What is Quality in Project Management?

quality in project management

We have covered the basics of Quality Management previously. This is where we touched a bit on quality but in this article we will go deeper into the concept of Quality.

Now everyone has some idea of what quality is. The word “Quality” is often used in our everyday conversations. But when it comes to project management, the word has a slightly different meaning. A formal definition is below,

The degree to which a product meets its requirements

As a project manager, you need to set quality goals and measure progress along the way. In order to do that, you need to understand the quality levels your stakeholders believe are acceptable and your project meets them. To think of it, this is similar to schedule and cost goals.

People often confuse quality with testing. Quality goes way beyond testing. To understand the quality of the product, you need to do much more than just test it.

For example, let’s say you could go back in time to 1980s and hand over a defective iPad to someone. The iPad only has a camera app, would the person from 1980s be able to tell the quality of the product? They may be astonished to see a ‘camera’ like that but to judge the quality of the iPad they need know what all it is supposed to do.
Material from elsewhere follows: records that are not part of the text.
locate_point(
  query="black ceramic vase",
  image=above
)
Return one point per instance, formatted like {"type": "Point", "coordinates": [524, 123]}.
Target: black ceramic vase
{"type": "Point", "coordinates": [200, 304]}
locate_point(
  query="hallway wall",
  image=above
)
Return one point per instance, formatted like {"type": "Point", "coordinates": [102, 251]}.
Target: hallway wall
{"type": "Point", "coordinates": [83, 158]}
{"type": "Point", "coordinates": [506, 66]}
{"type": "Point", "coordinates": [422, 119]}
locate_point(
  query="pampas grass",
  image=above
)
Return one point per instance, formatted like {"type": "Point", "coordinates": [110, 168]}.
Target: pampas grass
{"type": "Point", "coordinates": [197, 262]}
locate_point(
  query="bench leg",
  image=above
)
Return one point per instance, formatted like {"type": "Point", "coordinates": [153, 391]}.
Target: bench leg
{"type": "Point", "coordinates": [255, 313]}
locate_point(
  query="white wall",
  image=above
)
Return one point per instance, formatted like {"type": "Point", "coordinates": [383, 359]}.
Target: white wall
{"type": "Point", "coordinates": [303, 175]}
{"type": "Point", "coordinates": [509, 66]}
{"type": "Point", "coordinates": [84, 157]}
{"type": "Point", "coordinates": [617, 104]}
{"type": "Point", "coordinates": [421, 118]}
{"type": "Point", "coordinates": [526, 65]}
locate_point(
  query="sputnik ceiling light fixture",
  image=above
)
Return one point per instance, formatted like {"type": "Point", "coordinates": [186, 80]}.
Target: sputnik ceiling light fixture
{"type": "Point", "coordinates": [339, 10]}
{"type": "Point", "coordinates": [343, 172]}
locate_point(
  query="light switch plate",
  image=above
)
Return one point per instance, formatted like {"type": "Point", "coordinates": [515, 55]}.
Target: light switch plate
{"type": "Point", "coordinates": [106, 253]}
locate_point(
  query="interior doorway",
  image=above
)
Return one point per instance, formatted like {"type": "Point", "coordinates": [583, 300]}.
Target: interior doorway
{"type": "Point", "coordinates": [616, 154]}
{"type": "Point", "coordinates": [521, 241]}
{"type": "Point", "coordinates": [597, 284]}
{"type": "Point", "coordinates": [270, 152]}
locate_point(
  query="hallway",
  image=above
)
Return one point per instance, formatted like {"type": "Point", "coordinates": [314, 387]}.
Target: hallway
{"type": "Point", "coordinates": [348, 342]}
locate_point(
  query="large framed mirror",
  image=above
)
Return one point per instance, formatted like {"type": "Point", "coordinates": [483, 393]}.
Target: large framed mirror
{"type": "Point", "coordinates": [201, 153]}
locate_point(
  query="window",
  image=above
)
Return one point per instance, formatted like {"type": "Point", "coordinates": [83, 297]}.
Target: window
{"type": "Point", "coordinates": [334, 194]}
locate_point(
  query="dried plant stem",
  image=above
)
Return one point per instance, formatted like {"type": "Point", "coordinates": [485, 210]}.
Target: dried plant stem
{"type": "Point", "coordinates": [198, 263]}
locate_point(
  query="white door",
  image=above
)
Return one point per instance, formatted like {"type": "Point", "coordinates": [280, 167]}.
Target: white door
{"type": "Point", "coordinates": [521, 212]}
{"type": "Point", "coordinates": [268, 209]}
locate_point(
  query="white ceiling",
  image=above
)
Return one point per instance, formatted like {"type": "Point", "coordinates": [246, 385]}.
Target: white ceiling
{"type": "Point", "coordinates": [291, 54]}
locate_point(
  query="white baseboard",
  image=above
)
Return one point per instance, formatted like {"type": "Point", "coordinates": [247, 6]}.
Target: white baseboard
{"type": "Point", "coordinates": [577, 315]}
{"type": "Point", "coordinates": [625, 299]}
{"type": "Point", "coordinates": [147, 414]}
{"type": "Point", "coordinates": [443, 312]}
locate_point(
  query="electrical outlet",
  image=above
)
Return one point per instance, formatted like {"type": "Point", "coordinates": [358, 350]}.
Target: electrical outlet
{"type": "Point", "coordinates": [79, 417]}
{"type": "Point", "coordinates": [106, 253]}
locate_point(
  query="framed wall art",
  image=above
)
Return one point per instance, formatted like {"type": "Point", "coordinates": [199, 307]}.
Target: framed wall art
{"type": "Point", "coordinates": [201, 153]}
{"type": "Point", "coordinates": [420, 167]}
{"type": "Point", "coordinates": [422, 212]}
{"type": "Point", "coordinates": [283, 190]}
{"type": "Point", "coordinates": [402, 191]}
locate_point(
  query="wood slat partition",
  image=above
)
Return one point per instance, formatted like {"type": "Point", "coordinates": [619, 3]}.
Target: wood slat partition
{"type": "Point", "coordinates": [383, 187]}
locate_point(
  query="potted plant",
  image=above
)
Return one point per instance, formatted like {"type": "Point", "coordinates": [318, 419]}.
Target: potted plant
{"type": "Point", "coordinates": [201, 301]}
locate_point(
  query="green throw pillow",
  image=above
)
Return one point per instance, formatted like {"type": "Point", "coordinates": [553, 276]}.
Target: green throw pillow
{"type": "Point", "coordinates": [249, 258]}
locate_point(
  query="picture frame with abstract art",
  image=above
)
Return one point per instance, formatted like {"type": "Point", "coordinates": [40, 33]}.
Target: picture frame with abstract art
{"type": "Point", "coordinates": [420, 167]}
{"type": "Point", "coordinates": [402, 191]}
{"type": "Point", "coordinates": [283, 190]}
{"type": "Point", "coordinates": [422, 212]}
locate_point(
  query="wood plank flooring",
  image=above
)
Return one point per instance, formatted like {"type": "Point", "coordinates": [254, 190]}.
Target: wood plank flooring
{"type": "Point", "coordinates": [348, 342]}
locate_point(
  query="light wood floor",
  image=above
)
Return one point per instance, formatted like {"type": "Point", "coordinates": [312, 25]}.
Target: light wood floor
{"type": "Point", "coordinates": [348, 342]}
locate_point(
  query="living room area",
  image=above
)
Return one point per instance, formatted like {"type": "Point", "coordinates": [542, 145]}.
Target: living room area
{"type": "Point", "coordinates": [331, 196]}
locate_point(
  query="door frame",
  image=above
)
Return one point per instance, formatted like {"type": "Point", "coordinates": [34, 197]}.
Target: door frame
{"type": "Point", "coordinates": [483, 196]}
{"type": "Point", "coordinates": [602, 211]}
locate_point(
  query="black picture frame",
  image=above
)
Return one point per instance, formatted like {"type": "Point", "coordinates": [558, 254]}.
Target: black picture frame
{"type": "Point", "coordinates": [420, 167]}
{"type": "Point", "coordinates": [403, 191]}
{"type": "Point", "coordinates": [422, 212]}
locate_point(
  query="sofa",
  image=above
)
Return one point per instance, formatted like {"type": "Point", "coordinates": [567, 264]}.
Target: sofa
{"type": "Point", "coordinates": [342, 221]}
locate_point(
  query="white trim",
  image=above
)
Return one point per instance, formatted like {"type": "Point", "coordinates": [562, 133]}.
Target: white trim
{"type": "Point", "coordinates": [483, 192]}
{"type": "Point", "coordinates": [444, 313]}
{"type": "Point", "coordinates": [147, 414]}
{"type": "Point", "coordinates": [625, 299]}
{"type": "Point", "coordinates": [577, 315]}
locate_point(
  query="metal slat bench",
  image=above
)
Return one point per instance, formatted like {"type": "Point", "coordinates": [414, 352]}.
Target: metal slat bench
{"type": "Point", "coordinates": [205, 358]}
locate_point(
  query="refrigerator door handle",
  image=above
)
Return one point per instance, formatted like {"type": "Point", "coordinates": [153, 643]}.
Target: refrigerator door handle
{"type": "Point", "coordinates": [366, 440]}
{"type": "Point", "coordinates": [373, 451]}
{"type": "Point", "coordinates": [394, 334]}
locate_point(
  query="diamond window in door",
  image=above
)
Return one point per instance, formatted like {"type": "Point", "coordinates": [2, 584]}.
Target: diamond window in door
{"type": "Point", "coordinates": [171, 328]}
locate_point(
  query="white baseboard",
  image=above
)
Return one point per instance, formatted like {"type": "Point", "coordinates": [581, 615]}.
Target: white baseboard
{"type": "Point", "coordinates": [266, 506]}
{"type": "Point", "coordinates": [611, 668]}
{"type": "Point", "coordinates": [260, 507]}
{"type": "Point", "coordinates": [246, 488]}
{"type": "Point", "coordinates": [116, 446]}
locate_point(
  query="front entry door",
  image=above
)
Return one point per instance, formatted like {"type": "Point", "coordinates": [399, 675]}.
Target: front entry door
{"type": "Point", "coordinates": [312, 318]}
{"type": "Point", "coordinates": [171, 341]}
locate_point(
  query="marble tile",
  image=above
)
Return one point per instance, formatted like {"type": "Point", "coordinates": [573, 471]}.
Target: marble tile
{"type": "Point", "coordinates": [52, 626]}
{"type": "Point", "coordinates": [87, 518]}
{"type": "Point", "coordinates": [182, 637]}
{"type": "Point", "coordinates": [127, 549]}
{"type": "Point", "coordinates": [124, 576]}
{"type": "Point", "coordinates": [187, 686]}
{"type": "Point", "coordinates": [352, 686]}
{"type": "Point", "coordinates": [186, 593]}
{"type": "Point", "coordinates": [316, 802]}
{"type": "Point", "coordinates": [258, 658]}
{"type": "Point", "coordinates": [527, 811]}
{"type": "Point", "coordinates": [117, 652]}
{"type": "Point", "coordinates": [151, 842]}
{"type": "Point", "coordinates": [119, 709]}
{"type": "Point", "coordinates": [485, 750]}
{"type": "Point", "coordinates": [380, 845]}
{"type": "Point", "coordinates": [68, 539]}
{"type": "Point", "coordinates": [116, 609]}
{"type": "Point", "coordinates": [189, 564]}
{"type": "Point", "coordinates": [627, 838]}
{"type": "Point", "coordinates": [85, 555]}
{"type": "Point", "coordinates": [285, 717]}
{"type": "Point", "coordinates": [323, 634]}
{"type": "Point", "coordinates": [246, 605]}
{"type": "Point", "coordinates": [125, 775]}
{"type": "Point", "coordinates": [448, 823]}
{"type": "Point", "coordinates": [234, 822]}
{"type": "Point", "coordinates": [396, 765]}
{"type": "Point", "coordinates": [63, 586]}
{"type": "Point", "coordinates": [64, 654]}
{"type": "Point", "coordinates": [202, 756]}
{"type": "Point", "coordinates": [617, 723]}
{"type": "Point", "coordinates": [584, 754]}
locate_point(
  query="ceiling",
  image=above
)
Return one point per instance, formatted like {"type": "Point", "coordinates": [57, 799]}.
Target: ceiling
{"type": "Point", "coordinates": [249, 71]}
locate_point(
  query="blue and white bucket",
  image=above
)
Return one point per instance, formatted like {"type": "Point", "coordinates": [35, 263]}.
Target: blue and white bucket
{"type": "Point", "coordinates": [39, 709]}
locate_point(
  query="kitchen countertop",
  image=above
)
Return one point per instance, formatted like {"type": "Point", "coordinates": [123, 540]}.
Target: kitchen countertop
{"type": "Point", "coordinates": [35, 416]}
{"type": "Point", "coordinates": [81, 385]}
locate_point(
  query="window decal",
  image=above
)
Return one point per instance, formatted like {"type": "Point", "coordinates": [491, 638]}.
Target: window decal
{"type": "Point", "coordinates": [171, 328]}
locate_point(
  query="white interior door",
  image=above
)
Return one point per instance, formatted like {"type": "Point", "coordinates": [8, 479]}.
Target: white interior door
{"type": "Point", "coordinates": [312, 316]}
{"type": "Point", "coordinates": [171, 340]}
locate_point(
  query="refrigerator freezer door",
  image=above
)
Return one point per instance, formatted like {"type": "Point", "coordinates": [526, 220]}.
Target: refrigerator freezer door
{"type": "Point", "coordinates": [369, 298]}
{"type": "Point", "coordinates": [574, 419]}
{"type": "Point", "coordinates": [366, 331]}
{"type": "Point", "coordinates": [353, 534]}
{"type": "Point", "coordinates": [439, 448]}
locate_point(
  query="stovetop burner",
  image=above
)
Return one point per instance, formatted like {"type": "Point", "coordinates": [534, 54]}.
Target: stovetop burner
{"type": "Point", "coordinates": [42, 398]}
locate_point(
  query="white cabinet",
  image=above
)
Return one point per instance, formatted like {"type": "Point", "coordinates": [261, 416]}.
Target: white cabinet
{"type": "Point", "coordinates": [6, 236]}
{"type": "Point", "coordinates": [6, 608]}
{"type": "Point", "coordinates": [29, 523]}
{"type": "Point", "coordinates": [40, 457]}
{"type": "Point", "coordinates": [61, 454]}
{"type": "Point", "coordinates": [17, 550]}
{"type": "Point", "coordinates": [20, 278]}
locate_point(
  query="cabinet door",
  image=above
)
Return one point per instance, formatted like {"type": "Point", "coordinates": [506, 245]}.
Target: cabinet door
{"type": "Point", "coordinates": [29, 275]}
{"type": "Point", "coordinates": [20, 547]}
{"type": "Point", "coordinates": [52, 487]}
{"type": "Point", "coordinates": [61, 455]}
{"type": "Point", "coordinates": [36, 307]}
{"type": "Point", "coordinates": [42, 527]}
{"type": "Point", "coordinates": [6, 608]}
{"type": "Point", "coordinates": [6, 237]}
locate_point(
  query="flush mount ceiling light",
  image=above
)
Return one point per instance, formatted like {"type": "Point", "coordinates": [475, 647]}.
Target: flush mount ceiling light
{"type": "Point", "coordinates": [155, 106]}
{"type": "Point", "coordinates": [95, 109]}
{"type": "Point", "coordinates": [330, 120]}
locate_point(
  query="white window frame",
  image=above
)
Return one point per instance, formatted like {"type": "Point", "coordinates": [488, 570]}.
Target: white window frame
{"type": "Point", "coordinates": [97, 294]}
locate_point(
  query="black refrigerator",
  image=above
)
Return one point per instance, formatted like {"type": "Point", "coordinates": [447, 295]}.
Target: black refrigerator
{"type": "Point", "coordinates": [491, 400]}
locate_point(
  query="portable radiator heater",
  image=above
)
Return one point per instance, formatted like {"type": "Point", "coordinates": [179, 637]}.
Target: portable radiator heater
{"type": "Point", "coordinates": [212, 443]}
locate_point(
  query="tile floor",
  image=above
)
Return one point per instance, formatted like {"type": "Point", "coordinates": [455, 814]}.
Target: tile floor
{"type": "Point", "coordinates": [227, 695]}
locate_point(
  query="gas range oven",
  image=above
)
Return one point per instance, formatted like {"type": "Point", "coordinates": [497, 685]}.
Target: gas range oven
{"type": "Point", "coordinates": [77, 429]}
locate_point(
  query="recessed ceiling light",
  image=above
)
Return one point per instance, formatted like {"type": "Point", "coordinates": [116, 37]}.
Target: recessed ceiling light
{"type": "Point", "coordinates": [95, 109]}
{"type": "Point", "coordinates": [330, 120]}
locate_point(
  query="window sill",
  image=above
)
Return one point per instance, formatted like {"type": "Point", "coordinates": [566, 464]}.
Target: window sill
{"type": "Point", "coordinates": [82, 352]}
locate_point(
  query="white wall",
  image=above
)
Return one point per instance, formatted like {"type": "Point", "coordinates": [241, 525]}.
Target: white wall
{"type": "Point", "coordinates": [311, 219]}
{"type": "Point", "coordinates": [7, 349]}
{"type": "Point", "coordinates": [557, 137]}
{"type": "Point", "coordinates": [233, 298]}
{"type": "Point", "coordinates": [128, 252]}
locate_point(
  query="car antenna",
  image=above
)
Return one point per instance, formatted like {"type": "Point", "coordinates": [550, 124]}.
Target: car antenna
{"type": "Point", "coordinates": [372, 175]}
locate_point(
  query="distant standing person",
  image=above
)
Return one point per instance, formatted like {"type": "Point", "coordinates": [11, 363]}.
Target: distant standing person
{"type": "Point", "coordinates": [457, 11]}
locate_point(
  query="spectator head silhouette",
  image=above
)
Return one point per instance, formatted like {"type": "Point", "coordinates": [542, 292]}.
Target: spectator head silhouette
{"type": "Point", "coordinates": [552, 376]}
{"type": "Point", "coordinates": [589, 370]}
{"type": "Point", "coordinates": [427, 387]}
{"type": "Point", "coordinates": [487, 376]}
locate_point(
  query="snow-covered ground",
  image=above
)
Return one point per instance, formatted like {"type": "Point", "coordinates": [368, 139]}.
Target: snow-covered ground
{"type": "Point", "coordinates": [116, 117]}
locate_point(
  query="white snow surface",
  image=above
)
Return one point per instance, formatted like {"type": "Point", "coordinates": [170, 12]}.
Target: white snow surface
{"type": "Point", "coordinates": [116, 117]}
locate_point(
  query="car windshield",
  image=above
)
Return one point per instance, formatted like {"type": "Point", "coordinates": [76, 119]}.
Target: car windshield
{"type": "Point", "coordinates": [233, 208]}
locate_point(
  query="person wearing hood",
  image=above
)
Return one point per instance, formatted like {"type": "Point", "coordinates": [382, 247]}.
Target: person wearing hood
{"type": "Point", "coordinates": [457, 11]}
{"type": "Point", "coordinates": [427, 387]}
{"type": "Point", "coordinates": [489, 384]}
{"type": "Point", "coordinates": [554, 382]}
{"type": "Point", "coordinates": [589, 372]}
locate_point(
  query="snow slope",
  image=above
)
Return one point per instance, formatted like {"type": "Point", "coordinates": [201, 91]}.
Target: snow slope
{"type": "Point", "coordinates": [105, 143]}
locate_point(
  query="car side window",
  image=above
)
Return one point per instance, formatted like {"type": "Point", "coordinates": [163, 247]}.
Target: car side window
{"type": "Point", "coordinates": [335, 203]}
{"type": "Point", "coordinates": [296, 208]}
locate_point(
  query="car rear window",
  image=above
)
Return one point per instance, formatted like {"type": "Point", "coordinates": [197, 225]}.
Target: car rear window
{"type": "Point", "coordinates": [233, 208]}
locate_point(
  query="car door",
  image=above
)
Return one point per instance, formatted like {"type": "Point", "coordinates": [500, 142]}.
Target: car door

You define ‘what all the product is supposed to do’ in the requirements document. How well the product conforms to those requirements is essentially how high-quality the product is

Three important concepts related to quality in project management are below,

Customer Satisfaction

This is all about ensuring that the end customer is happy with the product. Requirements are written with customer satisfaction in mind. Then there are unstated requirements. Not everything under the sun can be jotted down. So when the Galaxy Note mobile phone started blowing up – ‘Phone should not blast’, was definitely an unstated requirement!

Fitness for Use

This idea was introduced by a quality theorist named Joseph Juran. Fitness for use is all about ensuring the design of the product fits the customer needs. For example, feature phones still have a better market share in rural areas as compared to smartphones. Feature phones have comparatively longer battery life and electric power cuts are common in rural areas. Customers will always choose the product that fits their needs even if its functionalities are limited

Conformance to Requirements

End of the day, the product needs to do what is written in the requirements specification. Both the concepts above should be covered here. The requirements should take into account both what will satisfy your customer and the best design possible for the job. Think of the phone OnePlus designed by taking inputs from their community of end users. This idea was popularized by Philip Crosby.